SAILSHAPE and why it matters UNDERSTANDING THE GENOA To understand why you make adjustments to the genoa’s sheeting position and trim (runner tension, halyard tension, etc), it is good to know a little about how the aerodynamics around the sail work. This article does not have the ambition to provide the reader with any in depth knowledge of the subject but to give a quick insight into how the aerodynamic and hydrodynamic forces cooperate on a sailboat.
These two forces are counteracted by a similar force situation below the waterline where the shape of the hull, keel and rudder create a hydrodynamic force that largely neutralises the drift. The heeling forces are balanced by the keel weight and the crew’s eagerness to hike. In this context, it is good to know that the large rudder on the Dragon contributes to the keel’s lifting force, which is of course directed towards the wind and reduces drift.
When sailing upwind, the aerodynamic forces in the genoa are about twice as strong as they are in the mainsail per unit of area and so they are more effective. It is important to find the right interaction between mainsail and genoa for this relationship to occur: that the genoa is properly tuned.
When you sail upwind, a lifting force is created on the rudder blade and the helmsman ex-periences it as a light pressure on the tiller. This pressure is beneficial with a small rudder angle <5 degrees and it helps to reduce drift. If the rudder angle becomes larger, the rudder begins to act as a brake and the heeling increases and the speed decreases. For the Dragon to sail upwind as well as possible, it is important to find the fine balance between a light but still distinct rudder pressure which does not stop the boat and one that does.
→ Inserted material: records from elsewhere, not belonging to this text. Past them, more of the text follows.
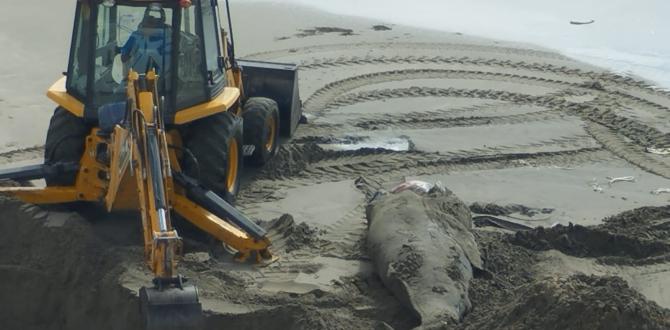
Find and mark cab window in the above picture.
[200,0,223,77]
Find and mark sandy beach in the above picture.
[0,0,670,329]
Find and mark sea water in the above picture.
[253,0,670,88]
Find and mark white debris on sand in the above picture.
[646,147,670,156]
[651,188,670,195]
[607,176,635,186]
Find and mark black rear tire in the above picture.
[44,107,90,187]
[181,111,243,204]
[242,97,279,166]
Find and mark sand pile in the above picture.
[472,275,670,329]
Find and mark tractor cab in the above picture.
[65,0,228,122]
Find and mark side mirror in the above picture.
[112,54,125,85]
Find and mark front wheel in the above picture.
[242,97,279,166]
[182,112,243,204]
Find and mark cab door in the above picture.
[200,0,226,99]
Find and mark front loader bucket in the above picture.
[140,285,202,330]
[237,60,302,137]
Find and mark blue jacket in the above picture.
[121,28,172,74]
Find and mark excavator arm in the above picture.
[0,71,275,329]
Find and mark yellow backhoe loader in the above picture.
[0,0,302,329]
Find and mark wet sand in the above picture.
[0,0,670,329]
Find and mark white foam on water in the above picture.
[251,0,670,88]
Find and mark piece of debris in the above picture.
[579,80,605,92]
[372,25,392,31]
[607,176,635,186]
[391,180,445,194]
[651,188,670,195]
[570,20,596,25]
[295,26,354,38]
[589,178,603,193]
[645,147,670,156]
[472,215,533,231]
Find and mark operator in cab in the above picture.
[120,3,172,74]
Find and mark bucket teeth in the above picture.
[140,285,202,330]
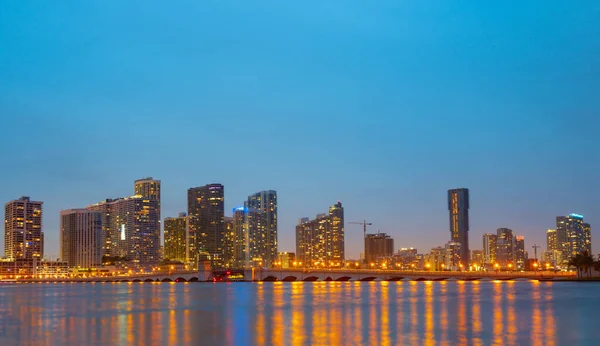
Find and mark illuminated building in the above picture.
[545,229,562,264]
[496,228,515,268]
[296,202,345,267]
[429,246,446,271]
[244,190,278,268]
[164,213,190,263]
[277,252,302,269]
[446,241,468,270]
[188,184,225,268]
[133,177,160,200]
[448,189,470,267]
[515,236,527,270]
[60,209,103,268]
[483,233,498,266]
[556,214,592,264]
[365,233,394,264]
[4,196,44,261]
[86,178,160,264]
[471,250,484,267]
[223,216,236,268]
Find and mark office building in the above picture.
[296,202,345,267]
[448,188,470,267]
[188,184,225,268]
[496,228,515,268]
[365,233,394,264]
[483,233,498,266]
[428,246,446,271]
[556,214,592,264]
[515,236,527,270]
[244,190,278,268]
[163,213,189,263]
[87,195,160,264]
[133,177,160,201]
[277,252,296,269]
[60,209,103,269]
[223,216,236,268]
[445,241,467,271]
[4,196,44,262]
[471,250,485,269]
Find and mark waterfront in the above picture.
[0,281,600,345]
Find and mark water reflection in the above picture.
[0,282,600,345]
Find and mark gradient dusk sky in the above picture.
[0,0,600,258]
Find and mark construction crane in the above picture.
[532,244,540,262]
[348,220,373,239]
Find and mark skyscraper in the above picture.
[556,214,592,264]
[515,236,526,270]
[244,190,278,268]
[4,196,44,261]
[296,202,345,267]
[134,177,160,201]
[164,213,189,263]
[188,184,225,268]
[60,209,103,269]
[365,233,394,264]
[496,228,515,268]
[448,188,470,268]
[87,195,160,264]
[86,178,160,264]
[483,233,498,266]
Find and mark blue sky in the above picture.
[0,1,600,258]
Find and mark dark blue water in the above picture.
[0,282,600,346]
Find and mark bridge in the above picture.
[244,269,576,282]
[19,268,576,283]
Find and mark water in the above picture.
[0,281,600,346]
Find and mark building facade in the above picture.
[515,236,527,270]
[188,184,225,268]
[483,233,498,266]
[448,188,470,268]
[496,228,515,268]
[296,202,345,267]
[365,233,394,264]
[60,209,103,269]
[4,196,44,262]
[163,213,189,263]
[556,214,592,264]
[244,190,278,268]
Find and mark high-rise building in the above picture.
[60,209,103,269]
[446,241,466,270]
[448,188,470,268]
[4,196,44,261]
[365,233,394,264]
[163,213,189,263]
[87,195,160,264]
[188,184,225,268]
[244,190,278,268]
[483,233,498,265]
[429,246,446,271]
[296,202,345,267]
[544,229,562,264]
[223,216,236,268]
[134,177,160,201]
[496,228,515,268]
[556,214,592,264]
[471,250,484,267]
[515,236,527,270]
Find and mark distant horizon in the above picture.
[0,0,600,258]
[0,176,595,260]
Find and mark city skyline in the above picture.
[0,1,600,258]
[0,177,595,262]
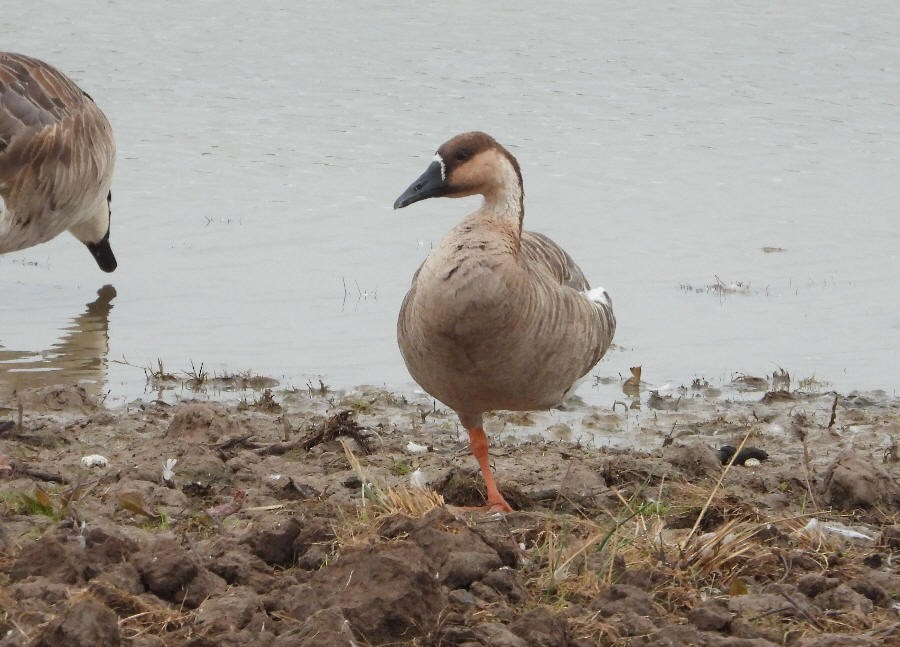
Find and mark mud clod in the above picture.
[0,380,900,647]
[31,598,122,647]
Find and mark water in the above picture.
[0,0,900,405]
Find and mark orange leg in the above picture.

It is important to sail the boat with a small but accentuated heel, to achieve this pressure, 10-15 degrees is optimal. For this to happen, the sails must be trimmed correctly and in balance with each other. Properly sheeted sails affect the gap between the genoa and the mainsail and it is the wind flow between the sails that controls the angle of attack of the wind towards the front end of the genoa and this affects how high we can sail.
That the mainsail should have the correct trim is, of course selfevident, but here we will take a closer look at how and why we trim the genoa for optimum performance in different winds and sea conditions. Most people know that a sailboat can sail upwind because with a correctly sheeted sail a negative pressure is formed on the leeward side of the sail and a higher pressure on the windward side of the sail and these pressure differences create a so-called lifting force. This applies provided that the air flow on the leeward side is free from turbulence. The lifting force in each part of the sail is directed perpendicular to the sail’s surface. The force is greatest in the front third of the sail and gradually decreases towards the back (leech). In simple terms, it can be said that the lifting force can act perpendicular to the sail’s cord (the straight line between the front and the back of the sail). Since the sail is sheeted at an angle deviating from the boat’s centre line (line from bow to stern), the lifting force points obliquely forward. The force can in turn be divided into a force parallel to the boat’s centre line - the propelling force, and a force perpendicular to the centre line. The perpendicular force creates a drift (sidewards movement) on the boat and a heeling force (causing the boat to heel).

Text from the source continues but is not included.